Louisiana Attorney General Buddy Caldwell’s office has declined to render an opinion on the legitimacy of a $600 thousand donation from the Interstate 20 Economic Development District to Louisiana Delta Community College for “economic development,” it was revealed at Monday night’s meeting of the district’s Board of Directors.
Assistant Attorney General Emalie Boyce wrote:
Consistent with our telephone conversation on October 20, 2014, and opinion policy, a copy of which is enclosed, except for matters involving dual officeholding, our office only issues opinions to the Governor, and other elected and appointed state officers; state departments, state boards, state commissions or state officers; district attorneys; the governing authority of a local political subdivision, its officers or attorneys; and officers of a local governmental subdivision.
Boyce claimed that economic development development corporations are not agencies of the state.
See here the document.
Board Chair Otis Chisley said a decision on the matter would be made “sometime in the future.”
Earlier, the board heard a report from S. E. Huey’s Charles Taylor on their study of drainage issues in the district.
Taylor said that installation of “detention ponds” on the north side of I-20, or additional culverts under the interstate would likely be required. As the property becomes developed, additional rainfall runoff can be expected, Taylor said.

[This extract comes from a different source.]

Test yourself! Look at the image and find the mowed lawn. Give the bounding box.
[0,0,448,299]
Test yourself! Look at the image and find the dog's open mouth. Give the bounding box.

The meeting went into executive session for about 45 minutes to discuss right-of-way purchase negotiations on the north and south service roads.
Finally, City of Monroe’s Director of Administration David Barnes presented the board with a projection of expected funds available, compared to what the district already has committed for ongoing and future projects.
According to Barne’s figures, through 2024, the district should have about $6 million in funding available for future projects.
See here the document.
Board member Johnny Bryant thanked Barnes for providing the estimates, and said this would give the board a valuable tool for future planning.
Said Bryant, “This is a very good report. This is the amount of money we have now, this is what we think we are going to get, these are the expenses we have on the money we have now, and these are the projects we have right now, and these are estimated costs on these projects.” He added, “this is something we can track.”